3. **Design an experiment to evaluate the intervention.**
- Choose an appropriate **randomization unit** (viewer/user, viewer-session, content item, author/creator, community/network cluster, or geo) and justify it. Discuss the tradeoffs of each.
- Specify the **primary success metric, guardrail metrics, and long-term metrics**.
- Discuss pitfalls: **interference / spillover** (content spreads across users and social graphs), network effects, contamination, novelty effects, delayed outcomes, and measurement error.
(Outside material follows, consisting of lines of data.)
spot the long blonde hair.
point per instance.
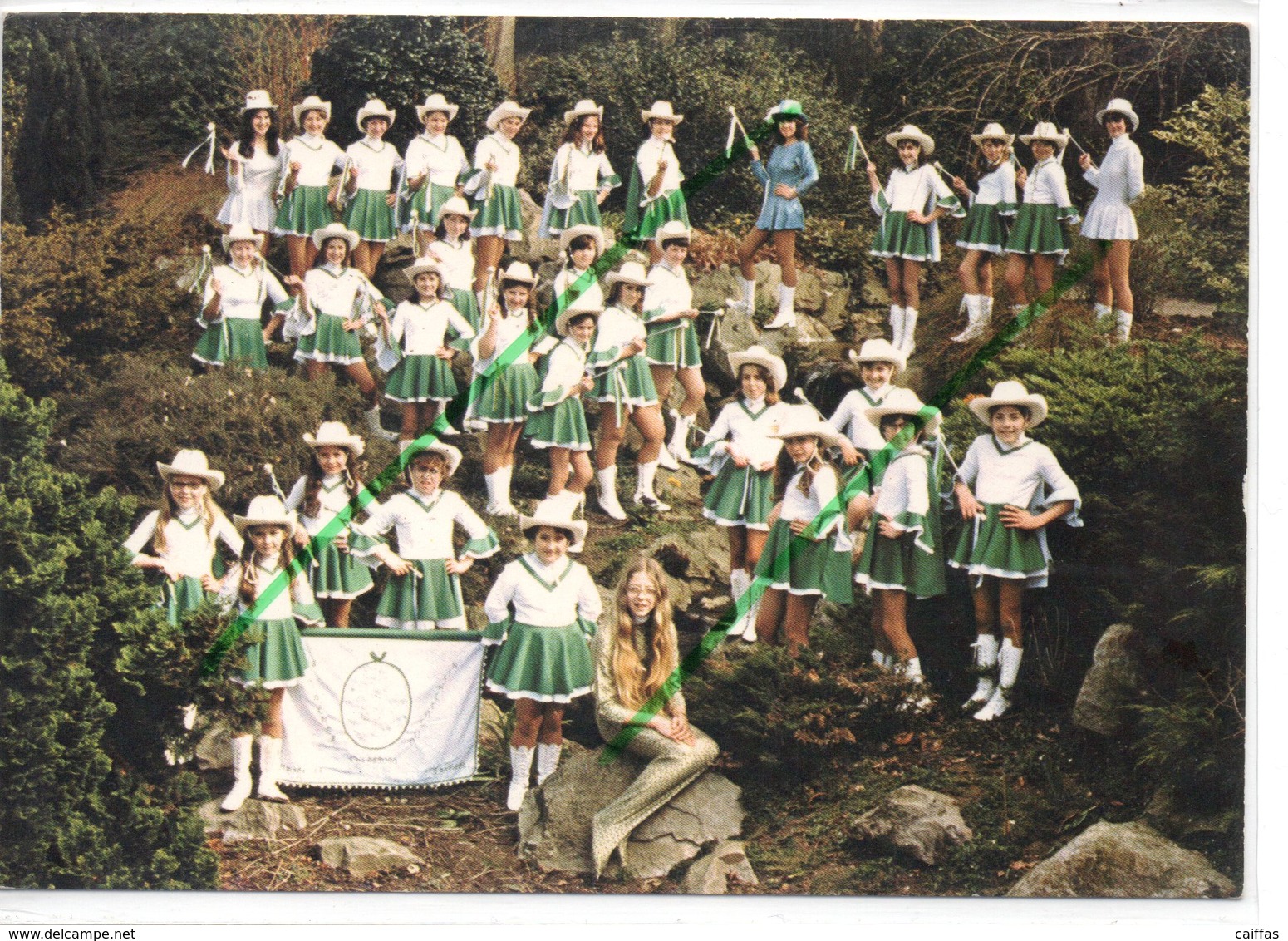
(635, 681)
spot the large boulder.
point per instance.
(1123, 861)
(555, 819)
(915, 820)
(1112, 682)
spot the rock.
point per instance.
(555, 819)
(1123, 861)
(1112, 682)
(915, 820)
(363, 856)
(709, 875)
(255, 820)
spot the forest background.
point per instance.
(100, 224)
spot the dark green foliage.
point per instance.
(401, 60)
(77, 806)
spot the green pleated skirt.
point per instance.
(234, 341)
(899, 564)
(561, 426)
(803, 566)
(370, 215)
(1037, 231)
(304, 212)
(546, 664)
(740, 496)
(500, 215)
(423, 602)
(897, 238)
(276, 658)
(337, 574)
(330, 342)
(504, 396)
(983, 229)
(421, 379)
(676, 347)
(986, 547)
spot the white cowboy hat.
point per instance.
(993, 131)
(578, 308)
(259, 101)
(506, 110)
(1011, 392)
(672, 229)
(311, 103)
(1045, 131)
(576, 231)
(881, 351)
(335, 229)
(243, 232)
(801, 421)
(906, 402)
(911, 131)
(192, 463)
(632, 273)
(264, 510)
(435, 102)
(787, 110)
(452, 456)
(519, 271)
(456, 205)
(583, 109)
(424, 264)
(1119, 106)
(335, 435)
(664, 111)
(549, 516)
(374, 109)
(760, 356)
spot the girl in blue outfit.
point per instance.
(787, 175)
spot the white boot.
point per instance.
(786, 315)
(747, 302)
(269, 763)
(372, 416)
(986, 665)
(1009, 671)
(520, 768)
(241, 746)
(910, 327)
(1122, 327)
(548, 760)
(644, 494)
(679, 445)
(607, 480)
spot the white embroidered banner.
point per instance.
(384, 709)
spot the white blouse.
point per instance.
(334, 292)
(243, 292)
(423, 328)
(187, 544)
(318, 159)
(850, 421)
(424, 525)
(651, 154)
(575, 594)
(374, 164)
(440, 156)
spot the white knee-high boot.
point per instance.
(243, 784)
(269, 766)
(607, 480)
(986, 665)
(520, 770)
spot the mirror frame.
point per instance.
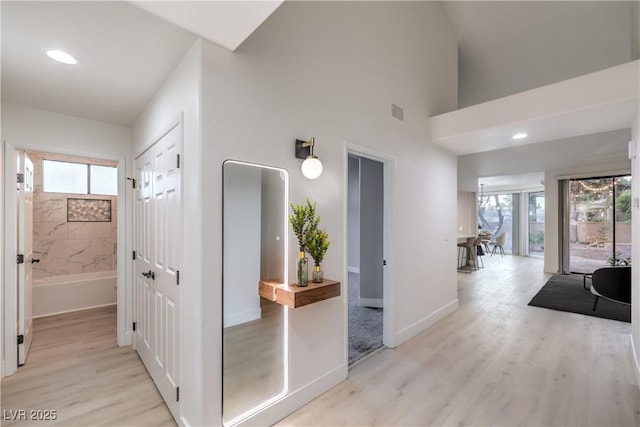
(258, 408)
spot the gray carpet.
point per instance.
(365, 324)
(564, 292)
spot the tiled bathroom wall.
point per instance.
(69, 247)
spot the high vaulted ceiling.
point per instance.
(125, 53)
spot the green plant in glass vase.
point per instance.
(317, 243)
(302, 220)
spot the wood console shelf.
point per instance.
(295, 296)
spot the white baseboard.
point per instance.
(419, 326)
(371, 302)
(242, 317)
(74, 295)
(298, 398)
(73, 310)
(636, 360)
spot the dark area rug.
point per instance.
(564, 292)
(365, 324)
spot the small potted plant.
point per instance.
(302, 220)
(317, 243)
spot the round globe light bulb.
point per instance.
(312, 167)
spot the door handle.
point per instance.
(149, 275)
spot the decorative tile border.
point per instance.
(88, 210)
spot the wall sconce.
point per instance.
(311, 167)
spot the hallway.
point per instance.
(495, 361)
(75, 369)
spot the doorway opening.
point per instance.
(66, 241)
(365, 243)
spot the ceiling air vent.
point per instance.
(396, 112)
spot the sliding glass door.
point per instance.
(599, 223)
(536, 224)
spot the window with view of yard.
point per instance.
(78, 178)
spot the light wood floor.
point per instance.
(494, 362)
(75, 368)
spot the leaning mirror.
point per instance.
(254, 248)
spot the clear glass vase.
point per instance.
(302, 269)
(317, 274)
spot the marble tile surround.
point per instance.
(69, 247)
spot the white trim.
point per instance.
(74, 310)
(298, 398)
(371, 302)
(388, 289)
(419, 326)
(636, 361)
(10, 290)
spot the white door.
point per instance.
(25, 255)
(156, 284)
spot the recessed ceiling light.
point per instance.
(60, 56)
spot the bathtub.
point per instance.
(72, 292)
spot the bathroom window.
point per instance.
(78, 178)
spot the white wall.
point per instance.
(579, 156)
(272, 242)
(242, 248)
(39, 130)
(635, 251)
(331, 70)
(353, 212)
(180, 95)
(635, 30)
(575, 41)
(467, 213)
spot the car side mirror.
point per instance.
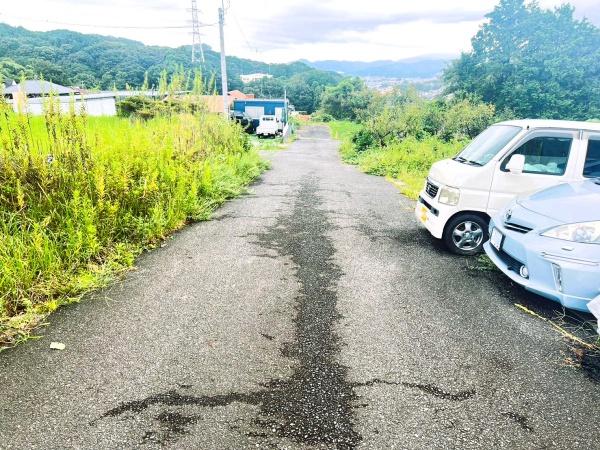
(516, 164)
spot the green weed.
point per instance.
(81, 197)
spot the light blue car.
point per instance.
(549, 243)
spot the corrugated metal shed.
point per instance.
(38, 88)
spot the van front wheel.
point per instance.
(465, 234)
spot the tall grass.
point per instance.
(81, 197)
(407, 161)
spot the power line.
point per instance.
(196, 38)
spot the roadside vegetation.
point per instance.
(80, 197)
(400, 135)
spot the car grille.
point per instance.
(516, 227)
(431, 189)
How would you handle interference?
- Explain the analysis plan (intent-to-treat vs. per-protocol, variance reduction, segmentation, multiple testing).
4. **Biases, pitfalls, and edge cases.**
- Identify sources of selection bias (reporting bias / brigading), labeling bias and reviewer drift, delayed feedback, and **Simpson's paradox** / subgroup regressions.
- How would you handle **rare-but-severe** harms versus **common low-severity** harms (the base-rate problem)?
- How would you prevent the team from "improving" the chosen metric while making the platform worse overall (metric gaming)?
- How would you make the final **launch recommendation**?
### Assumptions
- You can log impressions/views, engagement, reports, enforcement actions, and model outputs.
- "Harmful content" is determined by a combination of policy rules, human review, and ML signals (imperfect).
Quick Answer: A Meta Data Scientist analytics & experimentation question: design a measurement and experimentation framework for harmful content where severity varies. Covers defining severity (binary vs. ordinal vs. continuous), a metric stack (prevalence, exposure, severity-weighted exposure, enforcement accuracy, guardrails) with the right denominator, A/B test design and randomization-unit choice, interference/spillover, and biases including reporting bias, Simpson's paradox, the rare-severe base-rate problem, and metric gaming.